You're right that the story is about needing to survive, that's exactly what I said (at least it's part of the what Aincrad arc is, anyway). But you're not right about it being about a video game.
But that's the whole ****ing premise of the show
Just because you could change to another setting and still have the same basic plot structure doesn't make it any less of it
Also, I wasn't saying that Kirito's training was a compelling plot point or anything. My point is that while the show calls it "EXP grinding" because the characters happen to be inside a game world, it's still just this show's version of "shonen anime protagonist training time skip", which is a common trope, and hence, just further demonstrates how the show REALLY isn't about video games. Kirito's EXP grinding that the show skips over is no different to how the Naruto series glossed over Naruto's three years of training between the original series and Shippuden (and he's suddenly way stronger after the time skip). It's no different to how Goku and Gohan spend years in the high gravity chamber (from their perspective), but we barely see any of this, and then suddenly, Gohan's an experienced Super Saiyan at the end of it. Nobody complains about it in those shows and accepts that it's par for the course in shonen anime, so why is it an issue here?

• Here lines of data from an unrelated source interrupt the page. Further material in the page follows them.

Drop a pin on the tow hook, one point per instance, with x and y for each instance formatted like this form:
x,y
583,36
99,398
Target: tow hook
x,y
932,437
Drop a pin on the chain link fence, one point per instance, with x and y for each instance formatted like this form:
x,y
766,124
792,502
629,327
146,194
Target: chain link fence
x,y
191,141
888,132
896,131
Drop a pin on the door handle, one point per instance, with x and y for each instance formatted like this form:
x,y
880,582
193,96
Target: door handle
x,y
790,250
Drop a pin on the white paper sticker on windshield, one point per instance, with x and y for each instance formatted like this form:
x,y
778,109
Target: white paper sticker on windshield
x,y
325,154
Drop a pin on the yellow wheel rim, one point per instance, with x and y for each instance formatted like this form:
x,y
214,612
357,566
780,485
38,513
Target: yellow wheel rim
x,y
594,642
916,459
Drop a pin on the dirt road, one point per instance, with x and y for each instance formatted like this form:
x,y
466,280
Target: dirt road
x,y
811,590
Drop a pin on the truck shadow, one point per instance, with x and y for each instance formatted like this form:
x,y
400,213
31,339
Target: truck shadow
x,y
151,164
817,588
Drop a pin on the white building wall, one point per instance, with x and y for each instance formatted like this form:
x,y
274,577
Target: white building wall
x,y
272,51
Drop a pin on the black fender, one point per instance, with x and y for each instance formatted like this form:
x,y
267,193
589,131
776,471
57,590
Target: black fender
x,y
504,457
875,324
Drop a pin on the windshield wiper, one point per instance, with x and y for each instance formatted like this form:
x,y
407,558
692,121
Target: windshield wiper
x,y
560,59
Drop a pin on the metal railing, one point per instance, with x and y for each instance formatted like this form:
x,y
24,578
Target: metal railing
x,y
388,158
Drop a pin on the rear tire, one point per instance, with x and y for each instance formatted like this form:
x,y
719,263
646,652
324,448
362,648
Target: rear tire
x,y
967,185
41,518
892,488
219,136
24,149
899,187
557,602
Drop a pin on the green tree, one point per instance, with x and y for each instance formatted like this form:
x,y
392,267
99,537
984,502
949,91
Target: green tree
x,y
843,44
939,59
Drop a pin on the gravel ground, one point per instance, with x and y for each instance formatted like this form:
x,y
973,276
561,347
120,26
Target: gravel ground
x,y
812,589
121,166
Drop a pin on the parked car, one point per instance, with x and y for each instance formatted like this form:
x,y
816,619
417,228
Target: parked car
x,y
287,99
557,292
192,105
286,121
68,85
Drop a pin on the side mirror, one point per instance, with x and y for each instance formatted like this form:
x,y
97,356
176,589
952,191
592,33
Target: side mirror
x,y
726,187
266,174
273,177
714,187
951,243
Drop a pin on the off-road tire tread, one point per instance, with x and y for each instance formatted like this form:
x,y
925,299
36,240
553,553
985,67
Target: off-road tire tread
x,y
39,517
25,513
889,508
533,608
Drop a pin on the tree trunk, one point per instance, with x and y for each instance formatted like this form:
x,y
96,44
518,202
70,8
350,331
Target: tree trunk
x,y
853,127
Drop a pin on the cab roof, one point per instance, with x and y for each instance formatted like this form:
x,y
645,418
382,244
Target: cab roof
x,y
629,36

Comparing SAO to Shonen like Naruto is just offensive
The difference between time skips in, say, Naruto and SAO is that Naruto does it once and we know he's off to training.
SAO just throws timeskips every 3 episodes as an excuse to overpower Kirito even more and the fact he was "training" is not even known until it becomes relevant.
If SAO was a show ABOUT video game mechanics, it would have went into excruciating detail on how the different stats in the game worked, how you level them up and make the best use of them, etc. But since it's just your run of the mill shonen anime, everything is just used as an excuse to make powerful characters who get into flashy fights. Kirito's high EXP level and special dual wielding skill are literally just this show's version of Naruto having Kurama's Chakra inside him as well as his own, and his signature Rasengan technique that he can do as a result even at a young age.
That's the thing, the show doesn't go in depth because Reki doesn't even know about what he's writing.
Impossible level grinding is not compared to a physical god given a background in-universe.
A skill he himself doesn't even know how he got it and that no other player can obtain is NOT comparable to a technique we see the character learn by being taught how to do it
I would agree with you if you said that SAO could have been a better and more unique show if it DID focus on being about video game mechanics (and did so well), rather than just being a run of the mill shonen anime with "it's a VR game world" being the excuse for the characters being able to have these flashy fights in the first place. But that's not what happened, and ultimately, the show isn't very good because it poorly utilises most of the main cast, and gets to a point where the stories it tries to tell are just flat out uncomfortable. Issues with the mechanics and whether or not people would play a game like SAO, are tertiary at best and mostly be written off with "people like bad video games, subjectivity is a thing", or "SAO is a game that lets you live and walk when you otherwise can't, or make love with your ideal girl or actual girlfriend when you are otherwise an anti-social otaku". Even if SAO and the other VR games were badly designed as traditional video games, there are still plenty of reasons people might play them.
There's a multitude of ways to make SAO better, that's just anither one in the list
It being a bad game does matter because it breaks a viewer's suspension of disbelief, the social aspect doesn't matter when things like Pokemon Go have proven that, eventually, people will give up on it and move on
And even so, not everyone who watches this show is well versed in MMO mechanics. Hell, I'm willing to bet most of it's audience isn't. That is just another reason why the game mechanics are so tertiary to the show.
Most of them are not even specific to MMOs.
Anyone thst has played a game can realise the stupid bull**** that's just bad game design
Man, I should go back to watching that because I hear the second season is even better than the first.
Also, thanks for bringing that up so this doesn't seem to come out of nowhere: Log Horizon is great, it takes the whole "trapped in a MMO" and actually works with it and focuses more on the "how to live inside the game" because it takes the death thing in the total opposite way of SAO, as in, you come back if you're killed, meaning everyone has to learn how to live in it as death is not an option.
And the main characters ARE overpowered but that's justifiable since, well, they're a bunch of nerds who have been playing said MMO for god knows how long and are all capped.